Canadian Union of Postal Workers press release:
OTTAWA, Jan. 21 /CNW/ – The union representing 54,000 postal workers has filed for conciliation under the provisions of the Canada Labour Code. A government-appointed conciliator will now attempt to bring the Canadian Union of Postal Workers and Canada Post Corporation to a negotiated settlement. The appointment of a conciliator starts the clock ticking towards a possible strike or lockout by the end of April.
“We’ve taken this action because Canada Post has to move from its hard-line position on demanding significant concessions from our members, even while it continues to post profits and spend money on technological changes,” said Denis Lemelin, CUPW National President and Chief Negotiator.

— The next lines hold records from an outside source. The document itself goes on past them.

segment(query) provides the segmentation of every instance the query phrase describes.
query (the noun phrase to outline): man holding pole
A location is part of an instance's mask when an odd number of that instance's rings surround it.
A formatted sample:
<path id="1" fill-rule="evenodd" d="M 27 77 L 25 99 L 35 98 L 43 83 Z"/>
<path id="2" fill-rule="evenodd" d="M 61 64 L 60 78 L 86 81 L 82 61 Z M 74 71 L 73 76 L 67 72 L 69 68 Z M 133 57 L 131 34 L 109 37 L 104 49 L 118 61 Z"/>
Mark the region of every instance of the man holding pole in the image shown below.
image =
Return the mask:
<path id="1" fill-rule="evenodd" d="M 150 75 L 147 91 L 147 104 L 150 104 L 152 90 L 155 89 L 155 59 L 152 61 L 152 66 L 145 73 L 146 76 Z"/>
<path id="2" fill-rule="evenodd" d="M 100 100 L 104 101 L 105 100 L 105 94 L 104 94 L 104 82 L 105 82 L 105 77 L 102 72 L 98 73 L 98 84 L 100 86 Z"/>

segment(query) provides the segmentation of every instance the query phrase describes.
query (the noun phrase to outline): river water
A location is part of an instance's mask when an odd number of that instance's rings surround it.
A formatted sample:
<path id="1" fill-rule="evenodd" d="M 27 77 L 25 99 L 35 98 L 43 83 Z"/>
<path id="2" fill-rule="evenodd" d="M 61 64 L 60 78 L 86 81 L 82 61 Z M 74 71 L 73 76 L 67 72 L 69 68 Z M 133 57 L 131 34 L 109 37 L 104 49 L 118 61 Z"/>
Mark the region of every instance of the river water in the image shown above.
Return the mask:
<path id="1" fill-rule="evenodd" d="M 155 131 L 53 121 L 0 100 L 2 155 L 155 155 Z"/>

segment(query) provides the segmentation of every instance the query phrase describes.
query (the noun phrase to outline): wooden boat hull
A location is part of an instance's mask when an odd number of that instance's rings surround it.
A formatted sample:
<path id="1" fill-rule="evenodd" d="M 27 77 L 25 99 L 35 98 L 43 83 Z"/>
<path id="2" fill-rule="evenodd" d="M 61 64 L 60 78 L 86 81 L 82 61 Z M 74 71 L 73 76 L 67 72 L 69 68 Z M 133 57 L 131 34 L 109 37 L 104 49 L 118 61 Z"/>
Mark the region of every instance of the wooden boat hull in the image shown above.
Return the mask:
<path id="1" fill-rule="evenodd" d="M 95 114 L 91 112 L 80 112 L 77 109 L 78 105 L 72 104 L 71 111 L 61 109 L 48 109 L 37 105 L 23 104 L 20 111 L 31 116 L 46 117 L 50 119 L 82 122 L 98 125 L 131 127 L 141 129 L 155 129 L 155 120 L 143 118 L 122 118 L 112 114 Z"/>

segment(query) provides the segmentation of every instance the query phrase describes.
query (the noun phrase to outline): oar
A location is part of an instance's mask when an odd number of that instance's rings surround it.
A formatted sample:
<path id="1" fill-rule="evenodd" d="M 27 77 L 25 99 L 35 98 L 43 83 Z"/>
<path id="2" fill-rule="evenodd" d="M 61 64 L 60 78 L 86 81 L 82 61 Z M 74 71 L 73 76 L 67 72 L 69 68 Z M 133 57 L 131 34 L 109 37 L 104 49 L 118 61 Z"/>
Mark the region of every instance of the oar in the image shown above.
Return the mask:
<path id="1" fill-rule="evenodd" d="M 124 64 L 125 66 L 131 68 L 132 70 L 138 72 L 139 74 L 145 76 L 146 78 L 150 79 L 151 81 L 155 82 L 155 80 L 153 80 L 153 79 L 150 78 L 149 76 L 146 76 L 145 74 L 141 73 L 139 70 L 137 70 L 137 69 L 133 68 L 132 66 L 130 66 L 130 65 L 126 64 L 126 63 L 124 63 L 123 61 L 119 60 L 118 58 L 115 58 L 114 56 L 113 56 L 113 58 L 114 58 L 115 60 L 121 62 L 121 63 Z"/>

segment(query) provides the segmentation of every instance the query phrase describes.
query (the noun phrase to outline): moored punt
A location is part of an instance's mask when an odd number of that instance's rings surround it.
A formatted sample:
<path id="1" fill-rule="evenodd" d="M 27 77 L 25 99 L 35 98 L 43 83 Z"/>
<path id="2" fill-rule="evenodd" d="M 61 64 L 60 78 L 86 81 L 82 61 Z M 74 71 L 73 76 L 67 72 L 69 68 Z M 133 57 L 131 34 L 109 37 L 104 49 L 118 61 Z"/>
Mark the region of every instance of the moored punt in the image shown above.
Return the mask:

Among the concessions that Canada Post is demanding is the replacement of postal workers’ sick leave with a short-term disability plan. It is also insisting on new work methods that the union considers unsafe. The new methods have already created huge problems and disruptions of mail service in Winnipeg, where they were first implemented last year. For new hires, the rollbacks include the imposition of a defined contribution pension plan rather than the current defined benefit plan. The union is adamant in its rejection of a two-tier system.

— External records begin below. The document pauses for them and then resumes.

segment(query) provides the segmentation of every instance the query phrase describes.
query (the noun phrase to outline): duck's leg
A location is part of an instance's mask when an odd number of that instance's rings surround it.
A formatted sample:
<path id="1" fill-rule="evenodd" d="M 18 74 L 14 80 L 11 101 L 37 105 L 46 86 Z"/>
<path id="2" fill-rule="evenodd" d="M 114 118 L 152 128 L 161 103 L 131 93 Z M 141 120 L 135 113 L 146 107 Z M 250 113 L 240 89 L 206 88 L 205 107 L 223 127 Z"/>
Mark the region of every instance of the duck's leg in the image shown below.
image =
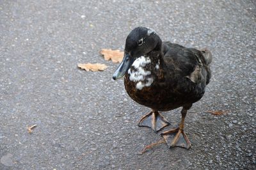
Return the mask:
<path id="1" fill-rule="evenodd" d="M 143 116 L 139 121 L 139 127 L 150 127 L 156 132 L 170 125 L 170 123 L 158 111 L 152 111 Z"/>
<path id="2" fill-rule="evenodd" d="M 181 111 L 181 122 L 178 128 L 171 129 L 161 134 L 161 135 L 164 138 L 169 148 L 180 146 L 189 149 L 191 146 L 190 141 L 183 130 L 186 113 L 187 109 L 183 108 Z"/>

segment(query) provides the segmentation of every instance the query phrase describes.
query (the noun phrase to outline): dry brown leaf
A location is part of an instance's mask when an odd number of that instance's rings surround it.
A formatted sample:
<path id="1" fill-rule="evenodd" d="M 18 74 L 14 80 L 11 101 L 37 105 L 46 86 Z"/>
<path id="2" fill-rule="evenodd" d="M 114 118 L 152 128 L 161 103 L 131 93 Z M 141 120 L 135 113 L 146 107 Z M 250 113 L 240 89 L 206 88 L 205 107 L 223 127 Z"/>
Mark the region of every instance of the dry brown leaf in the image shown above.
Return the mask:
<path id="1" fill-rule="evenodd" d="M 111 59 L 115 63 L 121 63 L 124 57 L 124 52 L 120 50 L 102 49 L 100 54 L 103 55 L 105 60 Z"/>
<path id="2" fill-rule="evenodd" d="M 29 134 L 32 133 L 32 128 L 35 128 L 36 126 L 37 126 L 36 125 L 34 125 L 31 126 L 31 127 L 28 127 L 27 129 L 28 129 L 28 133 Z"/>
<path id="3" fill-rule="evenodd" d="M 85 64 L 78 64 L 77 66 L 81 68 L 81 69 L 84 69 L 87 72 L 89 72 L 90 70 L 92 70 L 93 72 L 97 72 L 97 71 L 103 71 L 106 68 L 108 68 L 108 66 L 104 65 L 104 64 L 100 64 L 100 63 L 95 63 L 95 64 L 92 64 L 92 63 L 85 63 Z"/>
<path id="4" fill-rule="evenodd" d="M 228 111 L 207 111 L 206 112 L 211 113 L 214 115 L 222 115 L 223 114 L 227 113 Z"/>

“Canada Post wants to eliminate the current pension plan for new hires now and then impose the new scheme on all employees during a future round of bargaining,” said Lemelin. “We have to take a strong stand now to maintain our public postal service and ensure that future workers will not suffer a deterioration in their working conditions.”
… and the Canada Post press release:
OTTAWA, Jan. 21 /CNW/ – Earlier today, the Canadian Union of Postal Workers (CUPW) filed for conciliation with the Government of Canada as part of ongoing negotiations aimed at reaching a new labour agreement. Collective bargaining between Canada Post and CUPW began on October 21, 2010.

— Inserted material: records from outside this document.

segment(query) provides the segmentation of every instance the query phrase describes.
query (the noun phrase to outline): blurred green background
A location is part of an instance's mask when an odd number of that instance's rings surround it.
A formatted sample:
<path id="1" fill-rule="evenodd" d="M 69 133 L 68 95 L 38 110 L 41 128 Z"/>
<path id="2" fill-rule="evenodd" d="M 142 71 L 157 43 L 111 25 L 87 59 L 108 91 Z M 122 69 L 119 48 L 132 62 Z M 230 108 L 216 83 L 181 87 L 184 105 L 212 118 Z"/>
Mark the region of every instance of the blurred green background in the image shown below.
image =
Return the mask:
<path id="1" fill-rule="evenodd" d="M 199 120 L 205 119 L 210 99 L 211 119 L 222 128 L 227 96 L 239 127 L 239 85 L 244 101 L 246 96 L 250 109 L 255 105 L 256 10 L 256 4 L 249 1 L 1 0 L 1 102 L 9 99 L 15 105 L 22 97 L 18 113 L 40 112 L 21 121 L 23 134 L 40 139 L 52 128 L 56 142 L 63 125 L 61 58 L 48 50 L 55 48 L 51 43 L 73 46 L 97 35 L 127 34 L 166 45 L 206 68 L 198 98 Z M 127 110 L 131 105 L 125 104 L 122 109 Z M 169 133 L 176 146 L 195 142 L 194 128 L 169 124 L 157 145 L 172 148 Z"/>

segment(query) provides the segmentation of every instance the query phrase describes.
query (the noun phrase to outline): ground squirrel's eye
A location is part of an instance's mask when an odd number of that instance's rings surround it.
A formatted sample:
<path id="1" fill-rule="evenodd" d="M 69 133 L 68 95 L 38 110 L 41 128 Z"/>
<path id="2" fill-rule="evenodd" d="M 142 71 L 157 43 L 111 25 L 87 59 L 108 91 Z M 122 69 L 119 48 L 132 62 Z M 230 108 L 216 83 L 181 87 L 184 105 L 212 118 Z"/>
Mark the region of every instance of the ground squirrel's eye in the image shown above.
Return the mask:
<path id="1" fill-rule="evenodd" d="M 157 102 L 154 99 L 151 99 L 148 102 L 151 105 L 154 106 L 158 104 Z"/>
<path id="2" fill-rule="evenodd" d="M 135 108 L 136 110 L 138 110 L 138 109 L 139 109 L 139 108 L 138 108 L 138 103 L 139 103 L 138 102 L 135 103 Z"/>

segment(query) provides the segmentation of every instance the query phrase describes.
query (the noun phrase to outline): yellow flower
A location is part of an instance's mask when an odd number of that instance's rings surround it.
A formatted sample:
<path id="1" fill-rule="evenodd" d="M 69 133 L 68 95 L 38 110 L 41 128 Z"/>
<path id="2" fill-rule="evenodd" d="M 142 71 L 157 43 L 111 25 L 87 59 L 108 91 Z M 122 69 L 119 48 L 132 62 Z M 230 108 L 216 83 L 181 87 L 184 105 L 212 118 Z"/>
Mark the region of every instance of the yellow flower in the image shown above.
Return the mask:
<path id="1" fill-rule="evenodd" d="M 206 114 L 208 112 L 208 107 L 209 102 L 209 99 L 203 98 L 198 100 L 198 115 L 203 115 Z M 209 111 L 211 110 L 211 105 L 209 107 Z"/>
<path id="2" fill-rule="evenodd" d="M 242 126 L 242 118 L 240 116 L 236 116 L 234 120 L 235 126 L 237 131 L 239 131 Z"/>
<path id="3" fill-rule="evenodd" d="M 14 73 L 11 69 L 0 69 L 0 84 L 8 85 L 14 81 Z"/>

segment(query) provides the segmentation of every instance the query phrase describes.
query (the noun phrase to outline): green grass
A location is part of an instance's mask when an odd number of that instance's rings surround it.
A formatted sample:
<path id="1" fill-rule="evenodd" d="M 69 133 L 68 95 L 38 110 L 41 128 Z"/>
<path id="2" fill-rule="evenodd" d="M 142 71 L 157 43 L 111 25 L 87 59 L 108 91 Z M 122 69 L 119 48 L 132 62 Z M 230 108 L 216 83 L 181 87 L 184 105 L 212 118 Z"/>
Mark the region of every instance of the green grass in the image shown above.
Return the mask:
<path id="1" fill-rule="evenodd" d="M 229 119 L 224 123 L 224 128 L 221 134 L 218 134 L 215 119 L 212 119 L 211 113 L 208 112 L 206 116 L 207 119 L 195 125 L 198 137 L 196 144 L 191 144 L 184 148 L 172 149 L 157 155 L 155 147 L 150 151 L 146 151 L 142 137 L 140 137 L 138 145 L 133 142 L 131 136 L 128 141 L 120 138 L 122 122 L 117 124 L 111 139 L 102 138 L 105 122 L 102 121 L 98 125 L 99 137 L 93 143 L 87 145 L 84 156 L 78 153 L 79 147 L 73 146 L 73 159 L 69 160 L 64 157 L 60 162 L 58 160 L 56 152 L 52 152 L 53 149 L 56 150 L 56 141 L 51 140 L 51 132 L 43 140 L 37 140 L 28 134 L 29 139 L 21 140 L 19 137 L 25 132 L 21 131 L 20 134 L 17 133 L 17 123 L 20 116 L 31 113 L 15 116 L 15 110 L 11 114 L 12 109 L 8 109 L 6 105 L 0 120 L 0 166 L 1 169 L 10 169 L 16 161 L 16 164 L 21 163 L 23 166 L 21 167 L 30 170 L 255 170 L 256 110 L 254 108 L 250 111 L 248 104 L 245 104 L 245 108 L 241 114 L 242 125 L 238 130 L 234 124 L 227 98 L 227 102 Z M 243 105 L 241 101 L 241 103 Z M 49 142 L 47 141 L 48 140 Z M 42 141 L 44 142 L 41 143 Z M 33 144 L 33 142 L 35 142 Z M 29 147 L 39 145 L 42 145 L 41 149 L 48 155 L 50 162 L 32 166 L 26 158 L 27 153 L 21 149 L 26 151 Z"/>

Canada Post welcomes the assistance of a conciliator in our discussions with CUPW, and is optimistic it will help us reach a negotiated settlement. A conciliator meets with both parties, listens to their positions, and helps them work through issues at the bargaining table and find common ground. This process has proven successful in past rounds of labour negotiations. The terms and conditions of the current collective agreement will remain in place throughout conciliation.
Canada Post and its employees across the country have a proud history of serving every Canadian. Mail service will continue as normal while the current conciliation process runs its course and the parties keep working to obtain an agreement.